The Official Wireshark Blog

We’re not Participating in World IPv6 Day. Mostly.

· 410 words · 2 minutes to read
Categories: Info Infrastructure

Tomorrow is World IPv6 Day, the largest full-frontal test of IPv6 to date. It is going to be a historic event. It’s also one in which wireshark.org will and won’t be participating.

In one sense every day is IPv6 day here and tomorrow will be just another day. Most of our web sites (anonsvn, ask, this blog, bugs, buildbot, sharkfest, and wiki) have been fully dual-stacked for some time. You can reach them over both IPv4 and IPv6 and so far it’s been working pretty well. The big exception to this is the main web site, which still only has an A record. We can add an AAAA record at any time, but I’ve been holding off doing so until well *after* World IPv6 Day.

My concern is that having an AAAA record in place for www.wireshark.org tomorrow will cause unnecessary problems. If anyone runs into trouble reaching dual-stacked sites I don’t want to impede their ability to troubleshoot the problem by making Wireshark difficult to download.

We’ll add the AAAA record for www.wireshark.org in a few weeks.

P.S. According to the SCM revision logs IPv6 support was introduced in Wireshark in 1998. Tomorrow’s test is long overdue.

Comments 🔗

Comment by reddy on 2011-06-12 08:30:16 +0000 🔗

make sense.

Comment by Smat Testing on 2011-06-14 00:17:12 +0000 🔗

IPv6 good

Comment by guilleme on 2011-06-14 18:58:11 +0000 🔗

All ipv6 is looong overdue.
It started being needed many, many years ago.

Comment by Byte on 2011-06-15 07:56:52 +0000 🔗

I’d suggest creating a separate domain http://www.wiresharkipv4.org with only an A record, and http://www.wiresharkipv6.org with only a AAAA record. Not only handy for testing, but also ensures the site can be reached.

Comment by Gerald Combs on 2011-06-15 11:50:58 +0000 🔗

@Byte we have ip4.wireshark.org (A) and ipv6.wireshark.org (AAAA). They are primarily used by the IPv4/IPv6 connectivity test in the upper right corner of the pages on the web site, but you’re free to use them to connect to the site using your browser. Will that work?

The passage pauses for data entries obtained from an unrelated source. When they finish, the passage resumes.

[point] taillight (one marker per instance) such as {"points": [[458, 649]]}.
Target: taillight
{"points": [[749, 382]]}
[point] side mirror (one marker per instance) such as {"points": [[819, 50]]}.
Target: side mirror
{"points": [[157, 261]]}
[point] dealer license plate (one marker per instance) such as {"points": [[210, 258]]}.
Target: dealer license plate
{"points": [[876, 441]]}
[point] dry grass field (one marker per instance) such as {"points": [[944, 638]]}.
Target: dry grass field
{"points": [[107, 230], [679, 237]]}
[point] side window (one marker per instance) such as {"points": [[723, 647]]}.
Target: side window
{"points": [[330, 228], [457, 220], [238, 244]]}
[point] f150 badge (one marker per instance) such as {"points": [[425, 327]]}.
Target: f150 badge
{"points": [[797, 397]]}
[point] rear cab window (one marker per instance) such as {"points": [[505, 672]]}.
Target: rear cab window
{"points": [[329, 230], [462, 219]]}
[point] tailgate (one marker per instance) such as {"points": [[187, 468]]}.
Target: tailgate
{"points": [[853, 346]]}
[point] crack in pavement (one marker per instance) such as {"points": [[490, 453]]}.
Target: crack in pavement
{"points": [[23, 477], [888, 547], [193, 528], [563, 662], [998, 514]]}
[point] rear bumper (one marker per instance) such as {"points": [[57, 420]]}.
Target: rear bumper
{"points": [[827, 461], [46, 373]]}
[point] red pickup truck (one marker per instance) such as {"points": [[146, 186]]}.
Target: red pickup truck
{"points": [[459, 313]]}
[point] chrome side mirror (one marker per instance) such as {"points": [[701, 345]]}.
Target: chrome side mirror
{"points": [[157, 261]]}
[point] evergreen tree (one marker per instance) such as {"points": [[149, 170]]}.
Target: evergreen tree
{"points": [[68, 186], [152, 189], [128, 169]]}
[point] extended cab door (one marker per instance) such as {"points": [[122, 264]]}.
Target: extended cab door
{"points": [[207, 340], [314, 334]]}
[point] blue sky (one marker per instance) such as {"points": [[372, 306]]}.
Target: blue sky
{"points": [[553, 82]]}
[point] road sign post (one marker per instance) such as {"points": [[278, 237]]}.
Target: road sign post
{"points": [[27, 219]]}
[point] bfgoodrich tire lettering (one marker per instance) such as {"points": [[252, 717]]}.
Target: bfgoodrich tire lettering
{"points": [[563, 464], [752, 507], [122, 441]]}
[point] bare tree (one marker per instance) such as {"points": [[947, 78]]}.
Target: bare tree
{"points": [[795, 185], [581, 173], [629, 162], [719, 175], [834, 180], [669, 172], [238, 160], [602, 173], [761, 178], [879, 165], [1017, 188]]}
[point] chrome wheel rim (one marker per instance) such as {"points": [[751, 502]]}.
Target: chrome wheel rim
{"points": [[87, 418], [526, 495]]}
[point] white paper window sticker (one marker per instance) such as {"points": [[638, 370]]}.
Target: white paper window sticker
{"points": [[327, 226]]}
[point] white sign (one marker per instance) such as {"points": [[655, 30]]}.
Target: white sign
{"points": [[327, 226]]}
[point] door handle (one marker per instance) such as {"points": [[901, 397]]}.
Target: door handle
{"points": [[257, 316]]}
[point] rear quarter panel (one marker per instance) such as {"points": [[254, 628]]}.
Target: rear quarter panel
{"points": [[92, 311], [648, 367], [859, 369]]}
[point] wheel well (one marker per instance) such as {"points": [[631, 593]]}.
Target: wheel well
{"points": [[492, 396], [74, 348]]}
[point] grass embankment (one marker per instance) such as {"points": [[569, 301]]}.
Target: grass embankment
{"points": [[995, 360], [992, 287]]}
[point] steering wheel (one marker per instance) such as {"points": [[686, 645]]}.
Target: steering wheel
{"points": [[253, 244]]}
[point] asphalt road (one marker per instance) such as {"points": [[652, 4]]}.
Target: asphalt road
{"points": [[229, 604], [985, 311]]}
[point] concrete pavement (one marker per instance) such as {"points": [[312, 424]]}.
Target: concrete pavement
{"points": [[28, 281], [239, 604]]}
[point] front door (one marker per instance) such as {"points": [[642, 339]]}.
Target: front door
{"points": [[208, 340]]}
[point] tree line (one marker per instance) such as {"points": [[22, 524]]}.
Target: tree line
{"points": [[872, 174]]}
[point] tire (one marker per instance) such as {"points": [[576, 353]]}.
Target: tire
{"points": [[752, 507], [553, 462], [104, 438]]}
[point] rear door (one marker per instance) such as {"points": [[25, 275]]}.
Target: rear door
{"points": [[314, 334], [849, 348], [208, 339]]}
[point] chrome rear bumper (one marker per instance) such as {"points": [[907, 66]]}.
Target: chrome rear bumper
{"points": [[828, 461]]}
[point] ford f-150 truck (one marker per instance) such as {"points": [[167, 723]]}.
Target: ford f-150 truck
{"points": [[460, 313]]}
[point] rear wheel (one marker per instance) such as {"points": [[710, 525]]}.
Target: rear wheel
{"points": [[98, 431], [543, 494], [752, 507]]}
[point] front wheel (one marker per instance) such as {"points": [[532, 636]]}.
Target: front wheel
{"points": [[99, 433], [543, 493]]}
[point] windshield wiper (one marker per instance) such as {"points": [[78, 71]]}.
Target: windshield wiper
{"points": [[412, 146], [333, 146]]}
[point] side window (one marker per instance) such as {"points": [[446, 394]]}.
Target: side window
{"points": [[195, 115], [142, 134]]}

Comment by NickC on 2011-07-08 04:49:31 +0000 🔗

While websites can often respond to more than one name, there is always issues for HTTPS – with certificate name mismatches if the Hostname doesn’t match. As the SSL certificate exchange happens before there is any HTTP sent on the connection, the Host can’t offer multiple certificates, based on the Hostname that will appear only once the SSL connection has been established.
So the wireshark website doesn’t work well via alternative names.